ただ、それでも頭を軽く叩かれたり、肩に触れられることを宇都木は嫌だと思ったことはない。ただ心配なだけだった。
お前は心配性だ……
如月はいつも言うのだが、元々宇都木が人より心配性なのだから仕方がない。
それらは性格的なものと常識的なものがピッタリとくっついているために、酷く神経質になるのだ。
宇都木は神経が細いと自分でも思う。そんな自分が嫌なのだが、変えようと努力しても上手くいかないのだ。もう少し大らかな気持ちで毎日過ごしたいのだが、小さな事を気にして何時までも悩むその性格はなかなか治らなかった。
逆に如月は仕事でもそうだが、何とかなるだろう……というタイプなのだ。もちろん努力家ではある。仕事のことばかり考えている時もある。だが失敗したとしても、寝て起きたらまあいいか……になるのだ。
羨ましい……。
私も寝たら忘れるタイプになりたい……。
何より如月は悩んだからと言って不眠にはならない。宇都木はその逆だ。何もかも逆だから余計に相手が羨ましく思えるのだろう。
仕事……。
仕事しないと…… 。
宇都木はパソコンを閉じ、小脇に抱えると、如月にかかる電話を秘書課に転送するようにして後を頼み、また書庫へと出かけることにした。
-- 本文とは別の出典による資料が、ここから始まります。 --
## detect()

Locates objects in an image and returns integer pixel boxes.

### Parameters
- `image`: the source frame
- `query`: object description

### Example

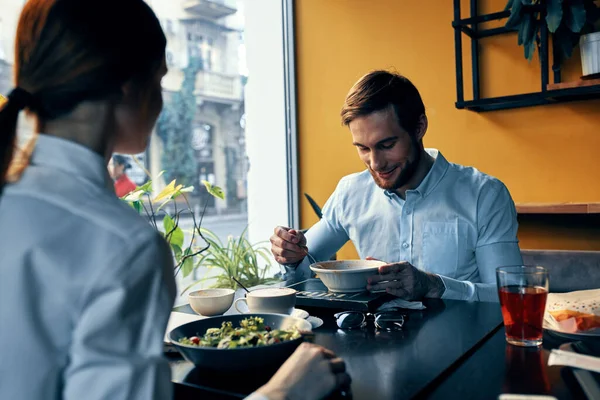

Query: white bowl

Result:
[188,289,235,317]
[310,260,386,293]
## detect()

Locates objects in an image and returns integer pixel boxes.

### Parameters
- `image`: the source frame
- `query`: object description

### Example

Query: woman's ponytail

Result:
[0,88,32,196]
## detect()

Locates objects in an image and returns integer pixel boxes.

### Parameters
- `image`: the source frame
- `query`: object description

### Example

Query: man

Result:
[271,71,522,301]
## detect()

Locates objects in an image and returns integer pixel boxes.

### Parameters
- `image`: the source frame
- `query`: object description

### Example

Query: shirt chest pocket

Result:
[423,221,467,278]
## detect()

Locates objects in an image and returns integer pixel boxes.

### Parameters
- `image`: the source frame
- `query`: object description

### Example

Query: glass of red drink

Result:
[496,265,548,346]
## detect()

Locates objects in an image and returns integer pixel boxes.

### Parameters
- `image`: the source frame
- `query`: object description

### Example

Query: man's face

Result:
[349,108,421,190]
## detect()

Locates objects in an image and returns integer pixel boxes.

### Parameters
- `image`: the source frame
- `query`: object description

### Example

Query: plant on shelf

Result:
[122,171,225,277]
[505,0,600,61]
[182,227,278,293]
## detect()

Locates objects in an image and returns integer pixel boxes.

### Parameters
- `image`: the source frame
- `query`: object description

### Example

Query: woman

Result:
[110,154,136,197]
[0,0,349,400]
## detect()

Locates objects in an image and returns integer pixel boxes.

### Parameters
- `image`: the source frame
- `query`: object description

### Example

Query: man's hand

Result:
[271,226,308,264]
[367,257,445,301]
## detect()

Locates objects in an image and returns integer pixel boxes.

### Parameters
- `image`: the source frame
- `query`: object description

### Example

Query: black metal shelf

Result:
[452,0,600,112]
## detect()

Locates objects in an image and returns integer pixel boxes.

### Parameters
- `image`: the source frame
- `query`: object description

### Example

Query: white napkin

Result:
[377,299,426,311]
[164,311,206,343]
[548,349,600,373]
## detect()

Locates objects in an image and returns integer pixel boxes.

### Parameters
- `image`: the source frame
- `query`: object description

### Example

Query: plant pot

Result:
[579,32,600,76]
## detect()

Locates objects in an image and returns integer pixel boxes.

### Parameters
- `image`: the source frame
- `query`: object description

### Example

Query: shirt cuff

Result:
[244,392,269,400]
[438,275,475,300]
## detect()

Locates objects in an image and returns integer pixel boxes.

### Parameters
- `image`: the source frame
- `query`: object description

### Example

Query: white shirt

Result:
[0,135,175,400]
[286,149,522,301]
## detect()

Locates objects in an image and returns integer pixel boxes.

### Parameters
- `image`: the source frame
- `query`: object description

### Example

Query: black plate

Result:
[169,314,312,372]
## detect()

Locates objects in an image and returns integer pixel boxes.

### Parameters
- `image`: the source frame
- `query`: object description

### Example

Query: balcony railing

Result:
[183,0,237,19]
[195,71,242,103]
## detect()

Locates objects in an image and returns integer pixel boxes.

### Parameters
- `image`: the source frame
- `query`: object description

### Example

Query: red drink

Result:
[499,286,548,346]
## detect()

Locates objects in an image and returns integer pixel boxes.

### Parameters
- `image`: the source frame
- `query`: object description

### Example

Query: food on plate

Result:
[546,289,600,333]
[549,310,600,332]
[179,317,301,349]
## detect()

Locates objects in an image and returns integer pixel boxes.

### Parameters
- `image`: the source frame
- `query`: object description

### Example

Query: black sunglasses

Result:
[334,310,406,331]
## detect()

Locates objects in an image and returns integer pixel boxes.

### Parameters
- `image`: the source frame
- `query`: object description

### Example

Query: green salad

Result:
[179,317,300,349]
自社ビルの中には大きな書庫が地下にある。場所によると、かなり埃が積もっているところもある。ステンレス制の背の高い書棚は、ドロップファイリング方式になっており、上の部分にあるものは脚立を使って取る。もちろん、他の社員も使用するため、図書館で使うような幅広の机が置かれていた。
だが、滅多に社員はここを使用しない。
出るという噂があったからだ。
宇都木はそういう噂を信用しないタイプであったため、他の秘書や、自部署の女性などから、恐くないですか?と、よく聞かれていたが、一度もそれっぽい姿を見たことが無いのだ。
要するに噂なのだろう。
学校に七不思議があるように、会社にもそれぞれ七不思議がある。それらに本当のことなど無いのだ。
幽霊より人間の方が恐い……
宇都木はそれを良く知っていた。
脚立を上り、必要な書類をかき集め、幅広の机に並べて椅子に腰をかけた。実績の対比が出来る資料を今求められているために、過去の資料が必要となっている。
現在のものは全てデーターベース化されており、そちらはサーバーにアクセスするだけですぐに出てくるのだが、過去のものはここで探さねばならないのだ。
いずれここも全部データーベース化してくれるという話しだったのだが、未だにこのままの状態で放置されていた。
誰か整理してくれたらいいのに……
そんなことを思いながらパソコンの電源を入れると、仕事をする事に専念することにした。如月は夕方帰ってくる予定であったため、その頃には戻らなくてはならない。
宇都木は机の上に並べていた書類を一つずつ丁寧に開き、必要部分をパソコンに入力しはじめた。
……き……
?
「宇都木っ!」
「はいっ!」
声を掛けられ振り返ると如月が立っていた。
「お前……まだこんな所にいたのか?」
言いながら宇都木の隣りにある椅子に座った。
「もうすぐ出来ますから……。お戻りになるのはもう少し後だった筈ですよね?」
時計を確認して宇都木が言うと如月は笑った。
「打合せが結構早く終わってね。速攻帰ってきた」
「そうだったのですか……。道理で」
納得した声で言うと、如月が手を肩に回してきた。
「如月さん……ここは会社です」
やや怒るようにそう言ったが如月の手は離れなかった。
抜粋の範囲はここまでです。